Of course it doesn’t always work. Sometimes distance, time and other factors are too great of a gulf to span. Not every relationship is designed to survive a transition. Not all transitions are smooth and positive, and relationships can become casualties. These are the pitches that life delivers across the plate and again, we cannot let the fear of striking out prevent us from taking a swing.
And so, I find myself once again stepping up to the plate. After a dozen years in my current position circumstances have presented themselves where I have been invited to join another team. It was always going to take something very special with just the right lineup to lure me away from my current team. Low and behold those circumstances have emerged. I am over the moon excited about this next opportunity and as a veteran player I am stepping to plate with a little more confidence than the younger and less experienced version of myself once had.

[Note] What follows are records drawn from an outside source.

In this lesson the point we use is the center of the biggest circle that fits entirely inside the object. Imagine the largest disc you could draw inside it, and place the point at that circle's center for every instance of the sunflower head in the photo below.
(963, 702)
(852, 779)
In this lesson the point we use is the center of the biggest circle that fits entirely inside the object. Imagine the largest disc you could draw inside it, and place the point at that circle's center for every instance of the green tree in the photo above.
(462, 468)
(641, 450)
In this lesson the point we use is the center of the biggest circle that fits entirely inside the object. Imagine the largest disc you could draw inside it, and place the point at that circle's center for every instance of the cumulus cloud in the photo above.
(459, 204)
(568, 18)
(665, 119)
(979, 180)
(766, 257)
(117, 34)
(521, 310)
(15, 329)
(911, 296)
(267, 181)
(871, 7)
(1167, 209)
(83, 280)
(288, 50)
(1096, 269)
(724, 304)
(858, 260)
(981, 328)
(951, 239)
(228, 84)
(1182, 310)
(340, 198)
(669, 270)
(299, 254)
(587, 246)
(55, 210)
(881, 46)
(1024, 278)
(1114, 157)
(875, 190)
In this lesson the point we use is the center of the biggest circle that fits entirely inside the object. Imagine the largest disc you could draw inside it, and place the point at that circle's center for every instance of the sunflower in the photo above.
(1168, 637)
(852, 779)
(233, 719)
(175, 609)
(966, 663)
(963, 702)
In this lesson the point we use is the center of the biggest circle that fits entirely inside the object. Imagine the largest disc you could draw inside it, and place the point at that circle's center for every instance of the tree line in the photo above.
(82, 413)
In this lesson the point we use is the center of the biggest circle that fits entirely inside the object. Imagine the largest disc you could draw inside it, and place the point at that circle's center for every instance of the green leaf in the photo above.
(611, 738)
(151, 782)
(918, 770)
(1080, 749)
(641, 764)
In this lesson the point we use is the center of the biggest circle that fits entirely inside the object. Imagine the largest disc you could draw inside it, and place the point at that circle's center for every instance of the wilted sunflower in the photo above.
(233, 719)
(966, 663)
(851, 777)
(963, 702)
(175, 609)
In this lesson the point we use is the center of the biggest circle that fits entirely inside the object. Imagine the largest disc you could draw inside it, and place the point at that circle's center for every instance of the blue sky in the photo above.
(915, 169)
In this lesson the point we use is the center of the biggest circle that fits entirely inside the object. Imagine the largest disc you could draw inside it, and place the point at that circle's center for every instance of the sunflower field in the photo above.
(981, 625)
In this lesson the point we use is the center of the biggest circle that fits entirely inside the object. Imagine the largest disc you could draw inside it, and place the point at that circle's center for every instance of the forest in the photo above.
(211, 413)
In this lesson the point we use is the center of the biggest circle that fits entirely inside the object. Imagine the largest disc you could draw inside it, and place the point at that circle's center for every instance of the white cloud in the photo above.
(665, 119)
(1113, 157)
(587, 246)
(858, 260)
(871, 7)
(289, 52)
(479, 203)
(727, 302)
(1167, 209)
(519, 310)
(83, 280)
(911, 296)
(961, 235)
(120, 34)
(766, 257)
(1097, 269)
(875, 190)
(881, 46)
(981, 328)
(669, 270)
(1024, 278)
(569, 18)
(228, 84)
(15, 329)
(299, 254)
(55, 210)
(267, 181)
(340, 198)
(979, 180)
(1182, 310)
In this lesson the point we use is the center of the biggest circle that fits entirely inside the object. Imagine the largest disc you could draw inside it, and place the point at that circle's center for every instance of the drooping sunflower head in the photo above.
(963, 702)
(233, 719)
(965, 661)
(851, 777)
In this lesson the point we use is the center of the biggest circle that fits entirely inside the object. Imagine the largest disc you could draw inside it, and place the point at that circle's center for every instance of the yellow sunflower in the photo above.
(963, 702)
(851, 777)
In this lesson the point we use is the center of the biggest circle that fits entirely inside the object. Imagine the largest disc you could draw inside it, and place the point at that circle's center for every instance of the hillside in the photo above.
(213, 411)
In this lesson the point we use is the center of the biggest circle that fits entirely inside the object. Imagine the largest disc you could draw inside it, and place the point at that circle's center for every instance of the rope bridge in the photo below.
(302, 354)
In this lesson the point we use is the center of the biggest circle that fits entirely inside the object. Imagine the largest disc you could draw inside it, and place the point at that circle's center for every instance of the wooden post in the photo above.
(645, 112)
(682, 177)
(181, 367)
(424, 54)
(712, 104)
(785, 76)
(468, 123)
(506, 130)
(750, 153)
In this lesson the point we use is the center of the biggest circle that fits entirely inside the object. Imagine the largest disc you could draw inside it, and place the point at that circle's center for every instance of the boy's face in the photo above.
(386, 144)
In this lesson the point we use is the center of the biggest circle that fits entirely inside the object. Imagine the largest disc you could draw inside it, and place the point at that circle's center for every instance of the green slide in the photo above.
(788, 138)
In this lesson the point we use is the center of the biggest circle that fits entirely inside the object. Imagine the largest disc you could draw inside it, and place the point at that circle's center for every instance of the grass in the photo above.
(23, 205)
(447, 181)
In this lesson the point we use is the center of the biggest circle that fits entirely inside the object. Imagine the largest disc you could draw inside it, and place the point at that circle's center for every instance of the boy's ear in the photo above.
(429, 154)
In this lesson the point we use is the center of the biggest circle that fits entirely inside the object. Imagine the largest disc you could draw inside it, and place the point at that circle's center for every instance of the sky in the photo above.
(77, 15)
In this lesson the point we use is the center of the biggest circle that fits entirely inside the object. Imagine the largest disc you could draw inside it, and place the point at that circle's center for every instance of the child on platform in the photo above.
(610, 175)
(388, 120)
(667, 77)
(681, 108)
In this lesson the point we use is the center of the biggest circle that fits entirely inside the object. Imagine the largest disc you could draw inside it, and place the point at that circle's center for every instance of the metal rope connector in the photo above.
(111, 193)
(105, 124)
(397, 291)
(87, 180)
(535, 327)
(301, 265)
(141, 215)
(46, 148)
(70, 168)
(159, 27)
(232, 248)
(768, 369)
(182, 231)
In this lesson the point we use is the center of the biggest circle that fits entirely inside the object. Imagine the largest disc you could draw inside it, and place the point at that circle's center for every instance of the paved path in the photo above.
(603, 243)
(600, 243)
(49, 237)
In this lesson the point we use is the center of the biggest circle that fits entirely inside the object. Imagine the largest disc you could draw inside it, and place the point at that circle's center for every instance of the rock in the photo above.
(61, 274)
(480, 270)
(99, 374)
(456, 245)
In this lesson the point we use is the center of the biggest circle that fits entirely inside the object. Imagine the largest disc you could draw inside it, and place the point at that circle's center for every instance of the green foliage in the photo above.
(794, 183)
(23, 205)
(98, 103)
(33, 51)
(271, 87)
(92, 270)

I am also nervous about leaving my current team. I have invested a dozen years in this organization. I have made this community my home. My kids have graduated high school and college while we have been here. I am feverishly working in my final days to tee my successor up for a great at bat because it’s the right thing to do. I have no idea how big my shadow will loom. I would like to think that I have built up my organization and not a personal legacy. This was never about me, but I am also a pragmatic person and I have stepped into the CEO role and shadow following long serving and incredibly successful predecessors. I understand that we each leave our mark on both the community and the organizations we lead. Pride wants me to think those marks are all positive. Hubris forces me to realize that’s highly unlikely. The point is, some members of this team will welcome a set of new ideas, new plays and a fresh start. Others will push back, resist change, and want to talk about the old glory days. I just have to trust that things will sort themselves out and the game will go on.
I am excited to see which of the relationships I have spent 12 years building take their next evolutionary step and which ones don’t. And I’m excited to meet the new roster of players, to find their rhythm, to learn their plays, and teach them some new tricks of my own. The umpire is calling me to the plate, and while there will always be some fear of striking out it will never stop me from taking a swing. Play ball!